Effect of brain death and complement inhibition on graft chemokine and cytokine expression. Cardiac grafts were harvested 48 hrs post transplantation. Cytokines in cardiac graft homogenates were measured by ELISA. Pairwise comparisons between living vs. living+CR2- Crry (#p<0.05), living vs. BD (**p<0.001, with exception of MCP-1, which was not significant) and BD vs. BD+CR2-Crry (##p<0.001). Differences between living vs. BD+CR2-Crry and living vs. BD Sham were not significant. Results expressed as mean ± SE; (n=4-6).

Figure 6

Effect of brain death and complement inhibition on allograft survival post transplantation.
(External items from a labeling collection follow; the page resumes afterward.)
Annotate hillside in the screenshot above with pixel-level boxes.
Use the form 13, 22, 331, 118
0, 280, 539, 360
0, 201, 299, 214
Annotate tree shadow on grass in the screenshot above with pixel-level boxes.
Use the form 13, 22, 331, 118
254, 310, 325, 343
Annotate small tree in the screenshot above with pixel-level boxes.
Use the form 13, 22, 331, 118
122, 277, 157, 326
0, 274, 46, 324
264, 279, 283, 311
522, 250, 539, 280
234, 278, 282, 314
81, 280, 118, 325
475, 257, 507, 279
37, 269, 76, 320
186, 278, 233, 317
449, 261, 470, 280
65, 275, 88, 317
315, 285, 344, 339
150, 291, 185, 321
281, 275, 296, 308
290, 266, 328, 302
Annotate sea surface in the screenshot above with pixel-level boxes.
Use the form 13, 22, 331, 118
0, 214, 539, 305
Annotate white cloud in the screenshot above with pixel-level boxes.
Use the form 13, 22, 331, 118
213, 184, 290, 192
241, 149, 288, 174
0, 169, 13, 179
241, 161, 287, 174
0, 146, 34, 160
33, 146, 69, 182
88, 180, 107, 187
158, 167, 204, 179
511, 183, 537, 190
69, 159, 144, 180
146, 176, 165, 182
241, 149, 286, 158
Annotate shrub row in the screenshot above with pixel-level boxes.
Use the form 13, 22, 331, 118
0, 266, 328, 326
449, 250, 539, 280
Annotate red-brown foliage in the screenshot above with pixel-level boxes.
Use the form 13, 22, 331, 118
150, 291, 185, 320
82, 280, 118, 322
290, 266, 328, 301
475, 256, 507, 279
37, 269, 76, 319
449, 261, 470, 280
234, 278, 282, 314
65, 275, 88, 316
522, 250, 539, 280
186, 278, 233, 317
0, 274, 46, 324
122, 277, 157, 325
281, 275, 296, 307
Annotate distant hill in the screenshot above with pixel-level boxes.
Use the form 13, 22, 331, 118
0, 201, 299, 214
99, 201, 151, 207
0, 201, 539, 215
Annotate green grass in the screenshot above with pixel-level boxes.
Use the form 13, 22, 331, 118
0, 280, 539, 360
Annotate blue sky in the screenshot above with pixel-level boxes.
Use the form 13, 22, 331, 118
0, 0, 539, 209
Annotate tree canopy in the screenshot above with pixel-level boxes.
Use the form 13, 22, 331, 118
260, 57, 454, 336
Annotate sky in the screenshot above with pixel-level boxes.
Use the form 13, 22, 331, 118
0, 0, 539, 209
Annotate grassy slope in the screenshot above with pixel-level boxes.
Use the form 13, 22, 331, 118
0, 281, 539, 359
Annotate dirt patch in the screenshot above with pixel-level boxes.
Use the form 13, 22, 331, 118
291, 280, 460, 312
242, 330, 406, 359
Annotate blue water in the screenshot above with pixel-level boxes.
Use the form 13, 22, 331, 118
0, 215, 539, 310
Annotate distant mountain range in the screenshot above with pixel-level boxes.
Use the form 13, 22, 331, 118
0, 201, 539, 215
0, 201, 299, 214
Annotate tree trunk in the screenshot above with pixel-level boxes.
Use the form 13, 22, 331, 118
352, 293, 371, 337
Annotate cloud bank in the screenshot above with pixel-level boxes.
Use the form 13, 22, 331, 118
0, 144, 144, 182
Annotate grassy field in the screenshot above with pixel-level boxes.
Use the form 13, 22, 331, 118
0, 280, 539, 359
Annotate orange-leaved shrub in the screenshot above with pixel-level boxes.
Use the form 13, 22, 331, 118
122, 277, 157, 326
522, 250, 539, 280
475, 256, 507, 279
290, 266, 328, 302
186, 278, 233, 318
Hearts from C57BL/6 living, sham or BD donors were transplanted into BALB/c recipients treated with either CR2-Crry or PBS. Logrank tests comparing survival across the 4 groups demonstrated survival times were significantly different between groups (p<0.0001). All pairwise comparisons demonstrated that survival was significantly greater among each group when compared to the BD group (p<0.01 for all), even after a Bonferroni adjustment for multiple comparisons. No significant difference was seen between living, Sham BD or BD+CR2-Crry. (n=4-6).

Figure 7

Immunohistochemistry localization of C4d on human cardiac biopsies obtained at donor optimization from living and brain dead donors. Note the capillary immunostaining of endothelial cells in the brain dead samples. Images are representative of n=3 for living, and n=8 for brain dead donors. Original magnification x400.

Figure 8

Immunohistochemistry localization of monocyte/macrophages (MAC387) and mature tissue macrophages (CD68) in human cardiac biopsies from living and BD donor organs. Results expressed as Mean ± SE; n=3-10. #p<0.05 living vs. BD.